Big Data is hurtling towards us in a big way. It is already in the news and the blip seems to getting bigger. Big Data will soon become the key driver for almost any kind of decision that is to be made in manufacturing, retail, finance all the way to astronomy, oceanography etc. The common aspect of all industries and areas is that data is generated in the order of several petabytes to exabytes. Big Data is the technique to analyze such large volumes of data.

Big Data represents the technique to handle the huge deluge of data that is already becoming enmeshed in our lives. Multiple disparate, varied streams of data (text. tweets, click streams, html) flow through with tremendous volume & velocity. The key aspects of data in the world are the volume, variety and the velocity. It is never ending and never seems to stop. How do we handle this deluge? How do we make sense of this data is what Big Data is all about.

Big Data provides algorithms to find patterns, determine trends or classify data depending on the features provided. It is supposed to enable the decision makes to make key decisions based on the answers the algorithms spew forth.

Big Data is also complicated by the fact that data comes is multiple forms from click streams, tweets, html, texts, CSVs, structured and non –structured data.

The ability to detect patterns, determine trends, classify, identify outliers is no easy task

In this post I try to take a philosophical look at Big Data and ask whether it can really help us. Will it help or will take is on wild goose chase? Can we trust the results?

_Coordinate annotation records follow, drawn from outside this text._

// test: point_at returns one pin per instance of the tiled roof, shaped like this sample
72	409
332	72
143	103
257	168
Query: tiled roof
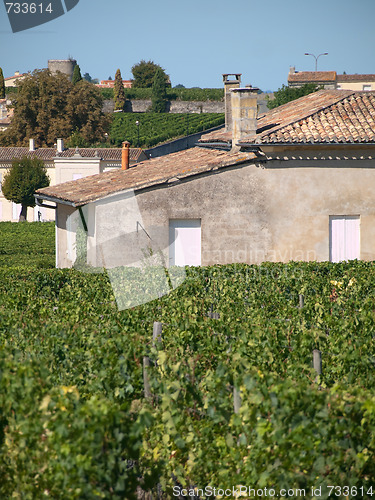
355	78
327	116
15	76
152	172
108	154
312	76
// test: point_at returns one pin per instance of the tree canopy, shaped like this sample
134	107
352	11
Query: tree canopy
48	107
2	85
286	94
159	96
21	181
119	92
144	74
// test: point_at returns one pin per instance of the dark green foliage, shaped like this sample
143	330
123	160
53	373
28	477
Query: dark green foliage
48	107
174	94
31	245
21	181
71	390
156	127
71	387
77	77
2	85
158	96
144	74
119	92
287	94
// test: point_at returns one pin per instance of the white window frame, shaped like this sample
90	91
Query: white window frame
179	256
346	230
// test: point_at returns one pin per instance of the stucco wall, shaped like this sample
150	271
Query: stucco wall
276	212
358	86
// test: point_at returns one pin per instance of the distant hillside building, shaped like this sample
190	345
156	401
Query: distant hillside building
11	81
331	80
65	66
109	84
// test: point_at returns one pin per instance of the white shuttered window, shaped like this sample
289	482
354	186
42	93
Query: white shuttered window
185	242
344	237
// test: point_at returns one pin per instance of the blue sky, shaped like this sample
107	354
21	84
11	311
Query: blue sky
197	41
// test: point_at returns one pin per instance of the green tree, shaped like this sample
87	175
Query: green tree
77	77
84	112
21	181
159	96
2	85
48	107
144	74
87	77
119	92
286	94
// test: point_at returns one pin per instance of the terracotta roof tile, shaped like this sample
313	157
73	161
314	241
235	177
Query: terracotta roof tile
312	76
148	173
333	116
355	78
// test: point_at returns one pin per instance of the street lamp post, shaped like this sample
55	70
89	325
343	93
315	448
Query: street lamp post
137	124
316	58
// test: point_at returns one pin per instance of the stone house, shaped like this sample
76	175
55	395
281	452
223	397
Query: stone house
331	80
62	164
295	183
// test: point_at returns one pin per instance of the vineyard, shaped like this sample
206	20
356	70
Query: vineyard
232	395
193	94
155	128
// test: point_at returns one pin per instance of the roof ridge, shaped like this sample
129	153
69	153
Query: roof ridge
300	118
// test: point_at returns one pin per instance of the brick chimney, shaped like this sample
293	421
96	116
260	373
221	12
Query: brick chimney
60	145
244	112
230	83
125	155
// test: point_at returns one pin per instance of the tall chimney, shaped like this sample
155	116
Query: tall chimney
228	85
60	145
244	113
125	155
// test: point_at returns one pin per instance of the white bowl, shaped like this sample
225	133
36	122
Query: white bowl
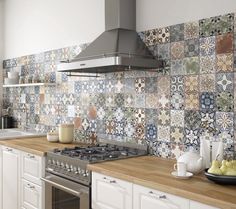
10	81
13	75
52	137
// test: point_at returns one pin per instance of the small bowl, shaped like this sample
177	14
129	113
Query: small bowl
13	75
52	137
11	81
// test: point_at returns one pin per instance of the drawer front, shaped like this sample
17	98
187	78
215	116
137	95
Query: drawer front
31	195
110	193
145	198
198	205
31	167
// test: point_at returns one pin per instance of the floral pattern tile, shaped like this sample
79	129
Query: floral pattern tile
224	63
207	64
177	33
207	46
191	47
224	82
163	35
207	83
177	67
177	118
191	30
207	101
225	102
224	44
191	65
177	50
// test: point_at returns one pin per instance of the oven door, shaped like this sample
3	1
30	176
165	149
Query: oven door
62	193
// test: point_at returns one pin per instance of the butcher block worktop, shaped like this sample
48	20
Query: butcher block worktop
154	172
38	146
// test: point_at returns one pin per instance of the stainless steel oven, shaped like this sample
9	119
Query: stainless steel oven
61	193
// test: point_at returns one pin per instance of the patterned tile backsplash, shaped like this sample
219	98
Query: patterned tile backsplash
191	98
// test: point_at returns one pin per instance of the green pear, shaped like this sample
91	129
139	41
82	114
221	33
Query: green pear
230	172
215	168
223	167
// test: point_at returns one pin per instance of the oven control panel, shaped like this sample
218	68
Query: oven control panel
68	168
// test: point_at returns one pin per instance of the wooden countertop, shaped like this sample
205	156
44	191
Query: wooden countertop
38	146
154	172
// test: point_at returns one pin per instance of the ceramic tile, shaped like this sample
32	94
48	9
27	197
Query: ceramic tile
177	101
177	118
224	63
207	83
177	67
224	82
224	121
224	44
177	33
192	119
191	83
163	117
192	101
163	35
163	51
177	134
207	101
191	47
225	102
151	85
191	138
191	65
151	132
177	50
207	46
207	64
163	133
151	37
191	30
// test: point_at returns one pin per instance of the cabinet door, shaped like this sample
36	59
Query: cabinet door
110	193
198	205
10	178
145	198
31	195
31	167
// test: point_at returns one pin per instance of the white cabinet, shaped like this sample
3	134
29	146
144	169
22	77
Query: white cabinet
145	198
198	205
10	178
31	186
31	167
20	184
31	195
110	193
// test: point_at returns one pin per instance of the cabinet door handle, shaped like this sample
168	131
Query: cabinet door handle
31	156
30	186
157	195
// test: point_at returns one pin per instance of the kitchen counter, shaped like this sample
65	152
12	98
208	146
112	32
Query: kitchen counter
154	172
38	146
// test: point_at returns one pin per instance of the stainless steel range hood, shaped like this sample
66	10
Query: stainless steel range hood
119	48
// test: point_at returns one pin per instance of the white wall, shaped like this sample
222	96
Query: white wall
158	13
1	51
33	26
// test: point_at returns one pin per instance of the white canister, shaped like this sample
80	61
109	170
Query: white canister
66	133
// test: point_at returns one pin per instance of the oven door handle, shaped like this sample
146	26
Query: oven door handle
59	186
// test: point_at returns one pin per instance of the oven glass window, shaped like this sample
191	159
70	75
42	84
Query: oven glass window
64	200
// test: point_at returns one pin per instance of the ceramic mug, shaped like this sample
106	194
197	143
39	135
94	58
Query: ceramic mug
181	168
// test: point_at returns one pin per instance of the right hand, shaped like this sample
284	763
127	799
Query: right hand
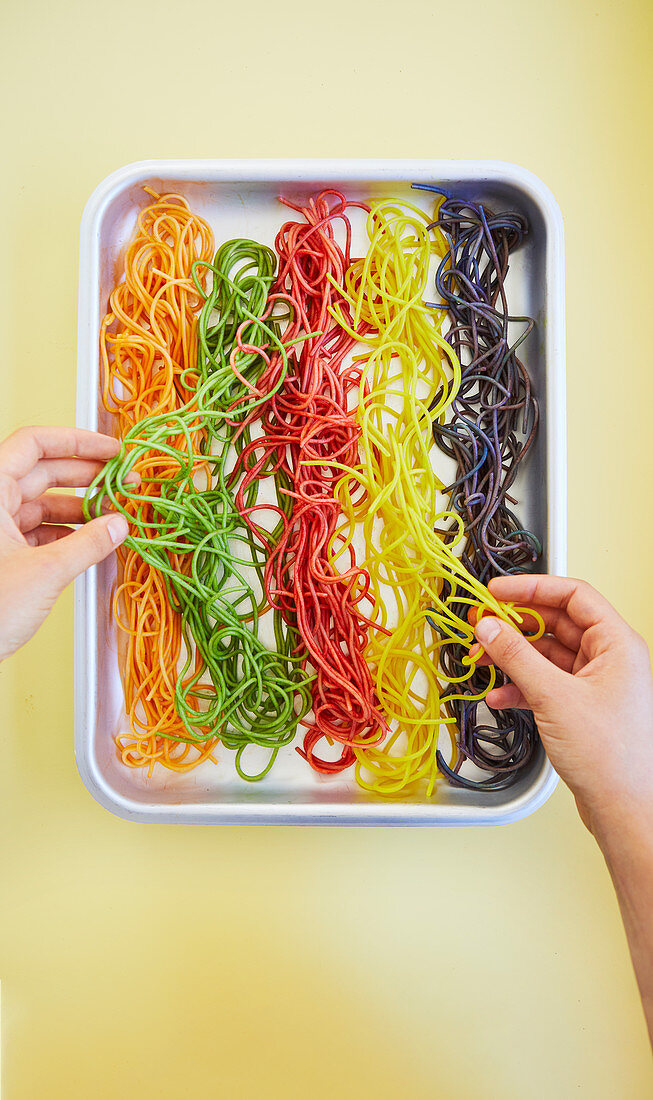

Big Data depends on algorithms to make sense of data. Big Data deals with data that is in the order of Petabytes to Exabytes. At this scale with multiple features our cognitive abilities are of no use. We must rely on machines and algorithms to make sense of these large amounts of data. Our mind can handle a few hundred data points and at most 3 dimensions. Beyond that the data can hardly make any sense.

Data by itself, in the absence of features & algorithms, is indistinguishable from noise. It is data science that makes sense of data. Data science separates the signal from the noise.

It is the algorithms that try to determine the best fit for a given set of data. But how reliable are the results. For example let us take the following case

An unsupervised learning algorithm for the above data points could try to separate the data into 2 sets. Clearly this is one way but what is more appropriate is that we have 2 shapes, the circle & the rectangle. A machine algorithm would try to work based on the features that we choose. Are we in a position to decide whether the answer the algorithm gives us is correct? We have no way of knowing because the amount of data is beyond our cognitive capabilities,

In other words, Big Data is full of perils and pitfalls.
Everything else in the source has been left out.